How would you implement something like that? I imagine that this would be a fairly common usage scenario, but apparently the java.util.concurrent.Executors
factory methods can only create fixed-size pools and pools that grow unboundedly when many jobs are submitted. The ThreadPoolExecutor
class provides corePoolSize
and maximumPoolSize
parameters, but its documentation seems to imply that the only way to ever have more than corePoolSize
threads at the same time is to use a bounded job queue, in which case, if you've reached maximumPoolSize
threads, you'll get job rejections which you have to deal with yourself? I came up with this:
//pool creation
ExecutorService pool = new ThreadPoolExecutor(minSize, maxSize, 500, TimeUnit.MILLISECONDS,
new ArrayBlockingQueue<Runnable>(minSize));
...
//submitting jobs
for (Runnable job : ...) {
while (true) {
try {
pool.submit(job);
System.out.println("Job " + job + ": submitted");
break;
} catch (RejectedExecutionException e) {
// maxSize jobs executing concurrently atm.; re-submit new job after short wait
System.out.println("Job " + job + ": rejected...");
try {
Thread.sleep(300);
} catch (InterruptedException e1) {
}
}
}
}
Am I overlooking something? Is there a better way to do this? Also, depending on one's requirements, it might be problematic that the above code will not finish until at least (I think) (total number of jobs) - maxSize
jobs have finished. So if you want to be able to submit an arbitrary number of jobs into the pool and proceed immediately without waiting for any of them to finish, I don't see how you could do that without having a dedicated "job sumitting" thread that manages the required unbounded queue to hold all the submitted jobs.
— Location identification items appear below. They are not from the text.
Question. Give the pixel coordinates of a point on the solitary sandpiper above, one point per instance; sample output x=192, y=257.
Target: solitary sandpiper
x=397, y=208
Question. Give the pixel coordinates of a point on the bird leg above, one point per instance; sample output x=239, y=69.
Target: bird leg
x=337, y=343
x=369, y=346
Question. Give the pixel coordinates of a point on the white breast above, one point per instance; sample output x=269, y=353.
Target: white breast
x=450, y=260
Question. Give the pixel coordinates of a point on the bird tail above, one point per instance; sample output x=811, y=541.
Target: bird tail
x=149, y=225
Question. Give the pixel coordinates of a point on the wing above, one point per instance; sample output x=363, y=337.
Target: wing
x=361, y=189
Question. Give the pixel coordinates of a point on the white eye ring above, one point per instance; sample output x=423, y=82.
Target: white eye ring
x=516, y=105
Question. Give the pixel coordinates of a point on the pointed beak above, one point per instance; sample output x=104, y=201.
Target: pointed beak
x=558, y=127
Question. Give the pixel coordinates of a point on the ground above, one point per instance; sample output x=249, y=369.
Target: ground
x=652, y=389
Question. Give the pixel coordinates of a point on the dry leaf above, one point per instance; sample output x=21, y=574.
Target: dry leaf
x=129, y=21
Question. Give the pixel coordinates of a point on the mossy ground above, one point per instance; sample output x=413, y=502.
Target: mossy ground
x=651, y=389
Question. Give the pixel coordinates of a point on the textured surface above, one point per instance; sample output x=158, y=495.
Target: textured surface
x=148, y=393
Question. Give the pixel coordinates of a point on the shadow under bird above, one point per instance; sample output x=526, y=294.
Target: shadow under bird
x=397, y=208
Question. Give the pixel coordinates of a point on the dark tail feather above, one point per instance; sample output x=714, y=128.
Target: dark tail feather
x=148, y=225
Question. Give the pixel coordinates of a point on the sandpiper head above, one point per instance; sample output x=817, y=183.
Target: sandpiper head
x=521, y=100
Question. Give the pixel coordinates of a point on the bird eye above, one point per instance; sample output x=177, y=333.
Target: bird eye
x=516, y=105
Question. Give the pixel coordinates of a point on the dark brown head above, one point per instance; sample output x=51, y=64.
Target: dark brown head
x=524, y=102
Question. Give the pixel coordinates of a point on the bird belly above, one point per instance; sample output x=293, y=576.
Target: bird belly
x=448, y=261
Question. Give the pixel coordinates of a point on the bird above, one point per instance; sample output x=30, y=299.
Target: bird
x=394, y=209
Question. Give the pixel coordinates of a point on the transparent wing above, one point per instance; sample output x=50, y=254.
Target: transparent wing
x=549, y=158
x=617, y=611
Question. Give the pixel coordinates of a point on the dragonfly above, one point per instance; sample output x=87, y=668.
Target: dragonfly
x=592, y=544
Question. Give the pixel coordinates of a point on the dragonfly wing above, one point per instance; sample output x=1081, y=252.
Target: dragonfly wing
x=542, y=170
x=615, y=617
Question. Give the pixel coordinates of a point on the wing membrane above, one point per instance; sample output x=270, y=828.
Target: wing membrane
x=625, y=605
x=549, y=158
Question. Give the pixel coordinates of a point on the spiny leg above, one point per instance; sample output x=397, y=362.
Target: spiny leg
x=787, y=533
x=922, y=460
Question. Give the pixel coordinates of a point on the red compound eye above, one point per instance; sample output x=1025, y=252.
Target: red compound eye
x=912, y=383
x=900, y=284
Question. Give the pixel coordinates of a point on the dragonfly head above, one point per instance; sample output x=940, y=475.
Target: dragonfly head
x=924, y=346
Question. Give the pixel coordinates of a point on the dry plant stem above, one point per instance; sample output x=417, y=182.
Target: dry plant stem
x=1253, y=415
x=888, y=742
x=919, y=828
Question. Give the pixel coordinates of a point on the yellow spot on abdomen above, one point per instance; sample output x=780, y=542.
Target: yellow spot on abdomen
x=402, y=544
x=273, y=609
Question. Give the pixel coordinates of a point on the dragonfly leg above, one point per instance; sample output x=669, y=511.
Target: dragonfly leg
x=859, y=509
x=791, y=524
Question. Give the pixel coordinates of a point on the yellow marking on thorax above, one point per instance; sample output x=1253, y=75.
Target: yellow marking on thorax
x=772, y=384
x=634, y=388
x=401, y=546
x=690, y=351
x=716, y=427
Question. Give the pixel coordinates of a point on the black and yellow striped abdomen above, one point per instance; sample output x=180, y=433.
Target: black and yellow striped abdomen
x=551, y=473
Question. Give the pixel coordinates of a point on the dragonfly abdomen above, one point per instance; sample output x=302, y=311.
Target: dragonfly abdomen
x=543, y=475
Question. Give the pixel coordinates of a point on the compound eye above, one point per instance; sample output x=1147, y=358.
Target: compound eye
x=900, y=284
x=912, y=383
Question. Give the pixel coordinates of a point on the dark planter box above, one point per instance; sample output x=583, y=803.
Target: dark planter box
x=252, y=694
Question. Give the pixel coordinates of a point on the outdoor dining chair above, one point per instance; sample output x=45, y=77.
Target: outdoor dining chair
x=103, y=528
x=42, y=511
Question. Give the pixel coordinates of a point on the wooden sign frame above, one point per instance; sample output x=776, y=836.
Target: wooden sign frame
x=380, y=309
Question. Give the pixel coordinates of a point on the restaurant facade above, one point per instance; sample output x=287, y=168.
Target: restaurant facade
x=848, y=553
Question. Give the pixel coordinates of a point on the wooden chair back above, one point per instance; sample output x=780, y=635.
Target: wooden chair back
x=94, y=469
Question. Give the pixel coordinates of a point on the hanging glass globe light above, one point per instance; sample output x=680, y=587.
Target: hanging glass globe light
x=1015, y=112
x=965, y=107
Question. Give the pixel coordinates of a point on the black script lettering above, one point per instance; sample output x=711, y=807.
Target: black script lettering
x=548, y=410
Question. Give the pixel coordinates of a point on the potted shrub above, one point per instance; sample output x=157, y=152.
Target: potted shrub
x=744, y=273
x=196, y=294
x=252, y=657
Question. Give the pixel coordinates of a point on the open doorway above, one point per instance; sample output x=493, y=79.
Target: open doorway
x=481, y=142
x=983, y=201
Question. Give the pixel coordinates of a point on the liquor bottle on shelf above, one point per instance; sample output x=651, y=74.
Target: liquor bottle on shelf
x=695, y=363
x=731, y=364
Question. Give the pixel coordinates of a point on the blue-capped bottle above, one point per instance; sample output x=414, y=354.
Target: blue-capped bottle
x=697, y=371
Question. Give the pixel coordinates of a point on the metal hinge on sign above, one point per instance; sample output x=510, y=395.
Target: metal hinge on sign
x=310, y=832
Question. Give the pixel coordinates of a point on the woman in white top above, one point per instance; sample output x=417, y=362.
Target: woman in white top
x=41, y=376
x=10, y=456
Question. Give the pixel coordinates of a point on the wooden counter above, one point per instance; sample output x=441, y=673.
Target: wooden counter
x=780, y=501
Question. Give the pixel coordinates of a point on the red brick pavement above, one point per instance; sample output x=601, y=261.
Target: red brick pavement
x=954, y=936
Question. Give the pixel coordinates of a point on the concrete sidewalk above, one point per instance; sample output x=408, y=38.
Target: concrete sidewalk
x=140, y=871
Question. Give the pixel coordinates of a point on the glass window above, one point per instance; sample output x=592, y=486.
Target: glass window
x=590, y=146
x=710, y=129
AFAICS, if you're using an unbounded queue for the ThreadPoolExecutor itself, its thread count will never grow beyond corePoolSize.
When growing and shrinking comes together with thread, there is only one name which comes to my mind: CachedThreadPool from java.util.concurrent package.
ExecutorService executor = Executors.newCachedThreadPool();
CachedThreadPool() can reuse the thread, as well as create new threads when needed. And yes, if a thread is idle for 60 seconds, CachedThreadPool will kill it. So this is quite lightweight – growing and shrinking in your words!